Pasadena, California (AP) 12-07

Chanting and beating drums, American Indians marched to a federal appeals court to oppose the use of treated sewage to make snow in Arizona mountains they hold sacred.

About 150 activists marched to the 9th U.S. Circuit Court of Appeals during a hearing in the case.

A three-judge panel of the court ruled in March that using the treated wastewater to allow expansion of the Arizona Snowbowl resort would violate the religious freedom of Navajos, Hopis and 11 other tribes who had sued to block the expansion.

However, the full appellate court decided to rehear the case. Snowbowl’s owners and the federal government had urged the court to reconsider, arguing that the earlier ruling broke federal precedent and incorrectly applied provisions of the Religious Freedom Restoration Act.

The 777-acre resort rests on the western flank of the San Francisco Peaks north of Flagstaff. Resort owners also want to remove about 100 acres of forest and add a fifth lift to attract more skiers on manmade snow.

“The peaks are central to the practice of the Hopi religion,” said protester Leigh Kuwanwisiwma, director for the Hopi Cultural Preservation Office in Arizona. “The mountains and the kachina spirits ... represent the heart and soul of our community.”

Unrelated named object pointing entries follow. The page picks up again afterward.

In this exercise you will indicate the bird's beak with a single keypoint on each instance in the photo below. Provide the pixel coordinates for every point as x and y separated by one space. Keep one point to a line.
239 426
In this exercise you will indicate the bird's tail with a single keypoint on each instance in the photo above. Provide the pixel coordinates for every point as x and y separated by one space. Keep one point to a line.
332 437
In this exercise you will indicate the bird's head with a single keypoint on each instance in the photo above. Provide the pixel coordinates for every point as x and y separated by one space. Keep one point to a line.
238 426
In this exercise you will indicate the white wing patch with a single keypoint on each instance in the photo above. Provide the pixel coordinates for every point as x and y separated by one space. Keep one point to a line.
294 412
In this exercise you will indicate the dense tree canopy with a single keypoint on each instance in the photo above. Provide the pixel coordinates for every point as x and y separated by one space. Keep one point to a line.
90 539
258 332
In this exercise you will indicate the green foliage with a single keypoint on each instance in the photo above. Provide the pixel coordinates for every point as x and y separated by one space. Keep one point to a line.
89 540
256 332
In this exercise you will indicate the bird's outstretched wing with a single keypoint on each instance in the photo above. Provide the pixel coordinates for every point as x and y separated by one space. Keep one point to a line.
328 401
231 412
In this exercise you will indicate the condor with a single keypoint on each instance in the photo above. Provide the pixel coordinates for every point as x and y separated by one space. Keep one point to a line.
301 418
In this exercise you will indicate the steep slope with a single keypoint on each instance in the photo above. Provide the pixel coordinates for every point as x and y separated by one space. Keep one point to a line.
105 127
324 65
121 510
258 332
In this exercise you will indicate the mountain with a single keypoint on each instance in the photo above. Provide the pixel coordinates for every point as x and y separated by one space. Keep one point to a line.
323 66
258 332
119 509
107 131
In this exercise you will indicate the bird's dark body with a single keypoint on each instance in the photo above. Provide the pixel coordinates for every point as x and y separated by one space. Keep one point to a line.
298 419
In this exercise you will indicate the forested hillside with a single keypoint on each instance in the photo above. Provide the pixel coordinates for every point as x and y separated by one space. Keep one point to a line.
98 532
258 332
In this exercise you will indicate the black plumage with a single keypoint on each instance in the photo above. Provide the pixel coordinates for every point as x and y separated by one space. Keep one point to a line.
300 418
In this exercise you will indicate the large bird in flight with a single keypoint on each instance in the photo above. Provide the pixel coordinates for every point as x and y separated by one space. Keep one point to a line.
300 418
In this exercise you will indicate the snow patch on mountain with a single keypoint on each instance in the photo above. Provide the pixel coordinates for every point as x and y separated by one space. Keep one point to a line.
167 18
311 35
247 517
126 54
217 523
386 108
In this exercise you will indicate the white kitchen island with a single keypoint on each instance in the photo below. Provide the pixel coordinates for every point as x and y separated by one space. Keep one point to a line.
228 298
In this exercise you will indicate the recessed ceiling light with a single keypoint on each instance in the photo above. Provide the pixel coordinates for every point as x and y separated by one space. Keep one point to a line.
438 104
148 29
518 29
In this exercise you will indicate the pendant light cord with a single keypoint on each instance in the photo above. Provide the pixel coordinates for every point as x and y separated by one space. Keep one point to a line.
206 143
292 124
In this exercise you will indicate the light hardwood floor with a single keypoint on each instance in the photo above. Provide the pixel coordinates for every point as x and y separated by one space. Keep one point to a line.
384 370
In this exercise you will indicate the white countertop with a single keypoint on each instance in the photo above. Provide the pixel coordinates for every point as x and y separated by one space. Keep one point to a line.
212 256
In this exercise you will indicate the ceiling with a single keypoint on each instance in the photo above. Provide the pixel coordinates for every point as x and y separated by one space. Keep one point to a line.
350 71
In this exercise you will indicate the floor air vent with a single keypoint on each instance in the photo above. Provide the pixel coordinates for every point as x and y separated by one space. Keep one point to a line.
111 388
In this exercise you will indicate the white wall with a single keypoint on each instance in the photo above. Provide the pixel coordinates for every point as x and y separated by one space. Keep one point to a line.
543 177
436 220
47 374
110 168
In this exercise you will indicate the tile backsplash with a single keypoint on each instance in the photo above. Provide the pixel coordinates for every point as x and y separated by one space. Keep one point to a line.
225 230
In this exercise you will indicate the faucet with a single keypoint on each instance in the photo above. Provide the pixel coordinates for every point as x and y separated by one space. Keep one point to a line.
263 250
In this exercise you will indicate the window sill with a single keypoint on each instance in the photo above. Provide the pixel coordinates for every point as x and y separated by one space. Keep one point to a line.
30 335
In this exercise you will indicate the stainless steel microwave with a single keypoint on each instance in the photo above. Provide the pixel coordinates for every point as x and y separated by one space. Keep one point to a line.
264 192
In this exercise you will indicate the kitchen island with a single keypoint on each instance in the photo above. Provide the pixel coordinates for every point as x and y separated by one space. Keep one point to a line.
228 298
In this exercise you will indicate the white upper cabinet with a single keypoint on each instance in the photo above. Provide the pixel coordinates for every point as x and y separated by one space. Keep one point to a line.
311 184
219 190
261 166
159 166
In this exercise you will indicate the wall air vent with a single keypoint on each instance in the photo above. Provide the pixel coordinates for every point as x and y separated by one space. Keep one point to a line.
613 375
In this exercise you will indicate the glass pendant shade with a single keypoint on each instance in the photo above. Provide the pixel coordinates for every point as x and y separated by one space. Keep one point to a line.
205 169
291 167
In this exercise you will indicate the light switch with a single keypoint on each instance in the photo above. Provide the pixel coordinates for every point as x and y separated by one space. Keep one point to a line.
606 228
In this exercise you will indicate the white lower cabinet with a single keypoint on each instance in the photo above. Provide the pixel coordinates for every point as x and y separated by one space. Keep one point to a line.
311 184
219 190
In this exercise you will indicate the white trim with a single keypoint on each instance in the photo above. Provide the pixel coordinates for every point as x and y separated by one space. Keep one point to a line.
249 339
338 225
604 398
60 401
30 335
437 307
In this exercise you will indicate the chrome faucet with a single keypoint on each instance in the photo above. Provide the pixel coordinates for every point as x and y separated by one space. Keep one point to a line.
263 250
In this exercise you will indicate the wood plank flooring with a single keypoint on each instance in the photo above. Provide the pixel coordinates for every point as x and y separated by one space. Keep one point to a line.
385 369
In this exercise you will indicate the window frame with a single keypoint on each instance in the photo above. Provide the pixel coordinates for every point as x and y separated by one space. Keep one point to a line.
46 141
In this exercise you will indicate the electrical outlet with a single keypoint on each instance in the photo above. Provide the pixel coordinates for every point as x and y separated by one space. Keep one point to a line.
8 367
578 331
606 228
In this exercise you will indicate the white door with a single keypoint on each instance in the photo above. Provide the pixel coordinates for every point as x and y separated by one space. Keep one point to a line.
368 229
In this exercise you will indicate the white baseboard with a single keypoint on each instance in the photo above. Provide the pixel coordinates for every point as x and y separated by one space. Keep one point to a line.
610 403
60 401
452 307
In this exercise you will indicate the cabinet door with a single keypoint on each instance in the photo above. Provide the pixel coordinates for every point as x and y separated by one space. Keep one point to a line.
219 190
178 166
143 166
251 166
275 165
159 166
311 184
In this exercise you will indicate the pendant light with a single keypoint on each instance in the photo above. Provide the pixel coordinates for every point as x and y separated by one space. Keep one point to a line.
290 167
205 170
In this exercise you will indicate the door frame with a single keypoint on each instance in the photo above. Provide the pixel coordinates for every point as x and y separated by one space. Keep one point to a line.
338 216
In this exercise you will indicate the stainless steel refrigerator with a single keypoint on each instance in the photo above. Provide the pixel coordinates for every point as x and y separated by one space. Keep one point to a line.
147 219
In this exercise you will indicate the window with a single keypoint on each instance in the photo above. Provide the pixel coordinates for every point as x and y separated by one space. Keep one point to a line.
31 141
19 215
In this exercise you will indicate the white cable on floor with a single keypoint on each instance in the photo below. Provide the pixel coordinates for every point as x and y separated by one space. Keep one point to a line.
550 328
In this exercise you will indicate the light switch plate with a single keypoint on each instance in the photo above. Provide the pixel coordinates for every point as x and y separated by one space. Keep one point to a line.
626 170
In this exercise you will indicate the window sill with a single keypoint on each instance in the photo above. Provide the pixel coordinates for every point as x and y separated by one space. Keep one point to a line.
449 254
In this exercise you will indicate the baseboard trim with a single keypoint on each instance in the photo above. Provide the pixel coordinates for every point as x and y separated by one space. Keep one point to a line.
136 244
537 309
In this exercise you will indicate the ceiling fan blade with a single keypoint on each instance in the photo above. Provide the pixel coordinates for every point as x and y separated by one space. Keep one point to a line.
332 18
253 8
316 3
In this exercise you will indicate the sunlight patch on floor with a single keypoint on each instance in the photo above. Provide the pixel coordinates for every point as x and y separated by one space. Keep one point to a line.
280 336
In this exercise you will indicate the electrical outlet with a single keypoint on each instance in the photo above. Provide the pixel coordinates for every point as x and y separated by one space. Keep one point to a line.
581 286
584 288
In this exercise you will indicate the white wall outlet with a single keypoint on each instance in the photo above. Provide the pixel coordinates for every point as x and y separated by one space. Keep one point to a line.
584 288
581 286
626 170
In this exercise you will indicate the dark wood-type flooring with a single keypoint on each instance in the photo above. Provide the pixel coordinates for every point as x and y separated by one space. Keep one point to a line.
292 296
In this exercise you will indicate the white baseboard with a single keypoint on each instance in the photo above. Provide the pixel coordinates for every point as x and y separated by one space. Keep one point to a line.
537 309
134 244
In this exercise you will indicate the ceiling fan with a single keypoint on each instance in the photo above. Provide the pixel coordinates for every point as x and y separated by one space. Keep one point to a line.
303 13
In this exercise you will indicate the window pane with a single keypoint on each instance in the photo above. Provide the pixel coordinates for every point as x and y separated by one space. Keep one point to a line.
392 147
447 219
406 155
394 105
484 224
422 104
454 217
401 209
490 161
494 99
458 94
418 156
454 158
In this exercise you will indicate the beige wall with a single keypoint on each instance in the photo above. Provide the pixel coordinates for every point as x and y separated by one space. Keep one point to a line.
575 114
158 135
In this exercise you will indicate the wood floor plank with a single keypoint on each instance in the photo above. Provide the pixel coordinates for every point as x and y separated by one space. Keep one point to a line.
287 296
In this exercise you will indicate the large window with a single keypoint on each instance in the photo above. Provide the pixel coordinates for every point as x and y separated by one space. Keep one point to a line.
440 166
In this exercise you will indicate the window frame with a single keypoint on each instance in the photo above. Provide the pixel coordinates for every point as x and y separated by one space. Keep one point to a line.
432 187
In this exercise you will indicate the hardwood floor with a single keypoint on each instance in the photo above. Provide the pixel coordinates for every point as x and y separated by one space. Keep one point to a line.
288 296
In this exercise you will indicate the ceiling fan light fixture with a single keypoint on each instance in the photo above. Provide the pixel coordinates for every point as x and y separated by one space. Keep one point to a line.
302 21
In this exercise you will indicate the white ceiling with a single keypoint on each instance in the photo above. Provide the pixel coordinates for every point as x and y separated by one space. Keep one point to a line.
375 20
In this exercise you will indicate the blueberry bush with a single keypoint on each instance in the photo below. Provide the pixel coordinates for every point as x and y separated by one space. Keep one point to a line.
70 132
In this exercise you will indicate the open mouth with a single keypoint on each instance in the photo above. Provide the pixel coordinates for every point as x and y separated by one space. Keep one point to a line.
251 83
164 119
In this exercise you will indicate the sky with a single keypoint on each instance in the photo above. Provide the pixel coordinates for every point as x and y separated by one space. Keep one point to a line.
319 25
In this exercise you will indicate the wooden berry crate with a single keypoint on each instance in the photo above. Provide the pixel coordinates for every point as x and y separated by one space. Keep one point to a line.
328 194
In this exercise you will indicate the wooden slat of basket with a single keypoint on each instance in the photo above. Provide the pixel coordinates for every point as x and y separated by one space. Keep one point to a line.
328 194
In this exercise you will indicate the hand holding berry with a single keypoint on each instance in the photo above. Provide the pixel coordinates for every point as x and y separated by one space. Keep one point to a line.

The U.S. Forest Service leases the land to the Arizona Snowbowl Resort. At the hearing, the 11-judge court was told the agency had the right to permit snowmaking on its own land.

Lane McFadden, an attorney representing the Forest Service, also said he considered the treated wastewater to be safe.

“I would let my kids play in that water,” he said.

As for imposing on Indian religious beliefs, McFadden said: “I believe their prayers will not be devastated.”

But Howard Shanker, an attorney representing several tribes, said the government “will contaminate their religious freedom” if snowmaking is allowed.

The appellate panel did not immediately rule in the case.

Arizona Snowbowl opened late in three of the last four years because of lack of snow, but it was set to open during mid December, which would match its average opening date. The resort brings an estimated $10 million annually to Flagstaff’s economy.